From The Guardian article:

The authors argue that while hostile uses of neuroscience and related technologies are ever more likely, scientists remain almost oblivious to the dual uses of their research.

The article quotes Vince Clark, a US researcher who is using transcranial direct current stimulation to enable soldiers to spot targets more quickly, as saying:

As a scientist I dislike that someone might be hurt by my work.
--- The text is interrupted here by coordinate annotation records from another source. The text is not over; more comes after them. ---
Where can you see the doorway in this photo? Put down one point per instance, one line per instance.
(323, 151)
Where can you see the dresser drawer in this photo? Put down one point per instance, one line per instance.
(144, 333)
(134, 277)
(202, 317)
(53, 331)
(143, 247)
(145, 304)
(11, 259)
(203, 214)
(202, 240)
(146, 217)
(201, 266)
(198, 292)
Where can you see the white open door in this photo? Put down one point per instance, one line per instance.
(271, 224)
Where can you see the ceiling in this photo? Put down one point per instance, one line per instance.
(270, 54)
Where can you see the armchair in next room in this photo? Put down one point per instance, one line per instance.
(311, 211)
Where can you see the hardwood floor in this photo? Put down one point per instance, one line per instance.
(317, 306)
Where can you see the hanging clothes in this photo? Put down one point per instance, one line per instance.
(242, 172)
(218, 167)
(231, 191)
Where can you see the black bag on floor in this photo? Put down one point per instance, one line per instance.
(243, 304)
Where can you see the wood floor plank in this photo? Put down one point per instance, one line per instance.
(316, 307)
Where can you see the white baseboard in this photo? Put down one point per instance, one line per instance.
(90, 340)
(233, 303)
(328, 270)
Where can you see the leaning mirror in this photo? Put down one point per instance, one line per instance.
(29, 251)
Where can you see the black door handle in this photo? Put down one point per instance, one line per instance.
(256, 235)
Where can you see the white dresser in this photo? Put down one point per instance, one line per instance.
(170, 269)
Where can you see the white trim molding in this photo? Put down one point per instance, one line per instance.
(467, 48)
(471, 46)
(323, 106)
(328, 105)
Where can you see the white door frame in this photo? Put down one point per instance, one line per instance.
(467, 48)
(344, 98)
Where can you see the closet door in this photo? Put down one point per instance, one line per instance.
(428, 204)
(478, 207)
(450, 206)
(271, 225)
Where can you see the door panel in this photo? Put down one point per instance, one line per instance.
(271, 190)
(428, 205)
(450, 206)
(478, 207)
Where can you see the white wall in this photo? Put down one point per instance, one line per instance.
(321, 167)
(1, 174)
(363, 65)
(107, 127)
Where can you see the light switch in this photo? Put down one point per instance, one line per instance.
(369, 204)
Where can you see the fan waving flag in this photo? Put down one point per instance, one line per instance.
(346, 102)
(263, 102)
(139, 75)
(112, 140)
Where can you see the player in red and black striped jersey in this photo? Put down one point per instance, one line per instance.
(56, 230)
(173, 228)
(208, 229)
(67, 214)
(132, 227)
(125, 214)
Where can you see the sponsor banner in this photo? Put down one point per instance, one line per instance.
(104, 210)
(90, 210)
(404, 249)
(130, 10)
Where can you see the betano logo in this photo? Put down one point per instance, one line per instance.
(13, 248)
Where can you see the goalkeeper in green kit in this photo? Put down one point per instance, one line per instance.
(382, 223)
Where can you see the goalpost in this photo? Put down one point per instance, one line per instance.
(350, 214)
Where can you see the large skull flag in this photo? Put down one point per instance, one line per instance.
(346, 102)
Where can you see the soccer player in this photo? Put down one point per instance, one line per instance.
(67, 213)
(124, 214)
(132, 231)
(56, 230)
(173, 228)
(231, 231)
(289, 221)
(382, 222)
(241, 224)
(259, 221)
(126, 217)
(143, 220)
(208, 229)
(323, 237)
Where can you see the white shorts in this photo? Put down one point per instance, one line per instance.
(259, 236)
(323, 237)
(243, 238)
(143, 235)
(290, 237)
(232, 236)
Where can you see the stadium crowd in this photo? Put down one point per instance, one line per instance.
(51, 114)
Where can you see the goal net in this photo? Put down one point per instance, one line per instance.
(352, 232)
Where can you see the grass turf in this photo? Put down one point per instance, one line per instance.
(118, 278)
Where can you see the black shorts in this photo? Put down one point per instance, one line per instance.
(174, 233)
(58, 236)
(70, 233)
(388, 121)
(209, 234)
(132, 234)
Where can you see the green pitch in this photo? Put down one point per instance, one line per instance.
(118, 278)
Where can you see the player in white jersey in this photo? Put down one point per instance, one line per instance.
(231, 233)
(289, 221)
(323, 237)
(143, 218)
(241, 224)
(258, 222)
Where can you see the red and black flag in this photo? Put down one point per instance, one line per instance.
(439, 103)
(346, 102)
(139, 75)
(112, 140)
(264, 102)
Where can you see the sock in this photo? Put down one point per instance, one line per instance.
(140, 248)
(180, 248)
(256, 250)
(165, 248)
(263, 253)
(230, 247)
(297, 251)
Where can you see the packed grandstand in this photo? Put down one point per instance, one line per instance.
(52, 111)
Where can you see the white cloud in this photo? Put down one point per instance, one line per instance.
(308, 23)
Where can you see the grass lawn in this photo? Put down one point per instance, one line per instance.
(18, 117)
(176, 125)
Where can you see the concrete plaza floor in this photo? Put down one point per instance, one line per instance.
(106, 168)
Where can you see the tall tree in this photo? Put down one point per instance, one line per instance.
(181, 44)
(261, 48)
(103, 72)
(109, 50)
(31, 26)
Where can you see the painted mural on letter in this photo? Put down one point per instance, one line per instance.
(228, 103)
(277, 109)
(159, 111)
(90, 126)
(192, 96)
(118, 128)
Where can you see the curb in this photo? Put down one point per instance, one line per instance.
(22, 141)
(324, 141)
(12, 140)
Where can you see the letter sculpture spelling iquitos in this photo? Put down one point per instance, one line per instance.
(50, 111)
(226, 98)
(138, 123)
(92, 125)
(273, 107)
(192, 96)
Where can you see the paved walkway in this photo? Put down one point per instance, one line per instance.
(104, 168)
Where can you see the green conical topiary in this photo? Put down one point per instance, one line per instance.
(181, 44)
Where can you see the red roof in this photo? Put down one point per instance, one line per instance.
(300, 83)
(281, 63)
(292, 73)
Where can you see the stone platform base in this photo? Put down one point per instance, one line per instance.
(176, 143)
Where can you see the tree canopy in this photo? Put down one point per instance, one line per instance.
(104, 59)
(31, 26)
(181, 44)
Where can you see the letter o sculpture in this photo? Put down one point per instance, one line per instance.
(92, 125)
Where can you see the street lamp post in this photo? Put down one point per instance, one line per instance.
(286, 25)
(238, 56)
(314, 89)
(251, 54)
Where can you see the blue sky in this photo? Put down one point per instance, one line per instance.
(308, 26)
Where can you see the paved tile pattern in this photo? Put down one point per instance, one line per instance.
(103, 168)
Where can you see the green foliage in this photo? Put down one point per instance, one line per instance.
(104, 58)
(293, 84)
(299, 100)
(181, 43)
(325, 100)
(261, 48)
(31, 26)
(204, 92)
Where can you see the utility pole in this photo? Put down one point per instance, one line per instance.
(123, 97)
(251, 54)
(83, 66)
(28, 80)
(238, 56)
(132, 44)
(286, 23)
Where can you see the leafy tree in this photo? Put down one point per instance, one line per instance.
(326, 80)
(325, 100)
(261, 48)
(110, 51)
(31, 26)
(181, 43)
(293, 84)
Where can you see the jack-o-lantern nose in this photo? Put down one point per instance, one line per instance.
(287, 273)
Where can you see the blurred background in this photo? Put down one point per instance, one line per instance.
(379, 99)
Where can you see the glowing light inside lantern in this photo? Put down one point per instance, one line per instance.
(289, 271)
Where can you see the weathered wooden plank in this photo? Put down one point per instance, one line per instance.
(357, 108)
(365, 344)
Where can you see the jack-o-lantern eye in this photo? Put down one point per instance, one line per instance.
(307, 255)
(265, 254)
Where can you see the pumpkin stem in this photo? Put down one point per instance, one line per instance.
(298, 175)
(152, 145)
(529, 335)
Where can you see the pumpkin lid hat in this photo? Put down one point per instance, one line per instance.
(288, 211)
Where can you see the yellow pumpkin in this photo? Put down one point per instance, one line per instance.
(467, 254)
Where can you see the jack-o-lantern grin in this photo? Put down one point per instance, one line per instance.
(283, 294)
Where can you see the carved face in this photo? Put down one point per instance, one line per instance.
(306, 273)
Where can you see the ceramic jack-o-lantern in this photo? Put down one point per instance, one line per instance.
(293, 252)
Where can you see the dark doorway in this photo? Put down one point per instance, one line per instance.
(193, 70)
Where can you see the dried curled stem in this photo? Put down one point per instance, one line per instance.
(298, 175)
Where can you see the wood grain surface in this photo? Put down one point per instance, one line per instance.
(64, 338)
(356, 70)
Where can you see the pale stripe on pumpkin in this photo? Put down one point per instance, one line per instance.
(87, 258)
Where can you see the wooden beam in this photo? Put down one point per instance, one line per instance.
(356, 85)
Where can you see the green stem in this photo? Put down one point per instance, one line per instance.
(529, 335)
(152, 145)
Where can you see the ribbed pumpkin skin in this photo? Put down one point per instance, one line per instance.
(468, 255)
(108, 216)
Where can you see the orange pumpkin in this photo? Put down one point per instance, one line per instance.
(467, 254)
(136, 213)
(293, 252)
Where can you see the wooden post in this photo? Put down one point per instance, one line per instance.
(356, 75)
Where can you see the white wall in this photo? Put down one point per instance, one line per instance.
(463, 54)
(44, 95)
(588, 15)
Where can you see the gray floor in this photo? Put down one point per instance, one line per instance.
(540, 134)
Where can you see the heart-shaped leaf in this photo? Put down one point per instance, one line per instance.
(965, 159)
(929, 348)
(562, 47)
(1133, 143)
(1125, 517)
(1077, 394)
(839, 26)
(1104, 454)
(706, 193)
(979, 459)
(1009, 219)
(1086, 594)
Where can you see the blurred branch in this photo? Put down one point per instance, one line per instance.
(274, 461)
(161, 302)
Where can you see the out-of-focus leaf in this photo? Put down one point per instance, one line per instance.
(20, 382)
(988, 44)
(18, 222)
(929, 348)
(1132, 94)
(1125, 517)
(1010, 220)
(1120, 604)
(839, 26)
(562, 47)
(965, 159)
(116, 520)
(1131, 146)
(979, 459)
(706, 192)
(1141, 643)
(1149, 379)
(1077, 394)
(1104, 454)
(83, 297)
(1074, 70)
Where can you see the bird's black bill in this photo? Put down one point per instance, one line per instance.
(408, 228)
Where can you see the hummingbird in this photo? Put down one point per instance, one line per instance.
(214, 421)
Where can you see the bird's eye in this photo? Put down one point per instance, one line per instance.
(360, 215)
I want to reduce suffering, to make the world a better place, but there are people in the world with different intentions, and I don’t know how to deal with that.
If I stop my work, the people who might be helped won’t be helped. Almost any technology has a defence application.

Clark’s work is also potentially useful for dementia sufferers, so I hope he makes a lot of progress in time for it to be useful to me, but still…. (Actually another article by Sample the same day: http://www.guardian.co.uk/science/2012/feb/07/dementia-drugs-use-military points out “How dementia drugs could be used by the military”.)

Both the article and Royal Society report are fascinating reading, but I was struck that the Royal Society’s first recommendation for the scientific community is:

There needs to be fresh effort by the appropriate professional bodies to inculcate the awareness of the dual-use challenge (i.e., knowledge and technologies used for beneficial purposes can also be misused for harmful purposes) amongst neuroscientists at an early stage of their training.

So, that’s what I’m doing in my lecture (and here). All you early-stage neuroscientists, think about this. Just saying.

* Bring home our boys from Iran. I’d like to claim you read it here first, but Mad Magazine got there before me.

Good luck with that, Vince. You, me, and most Miss World contestants, they say.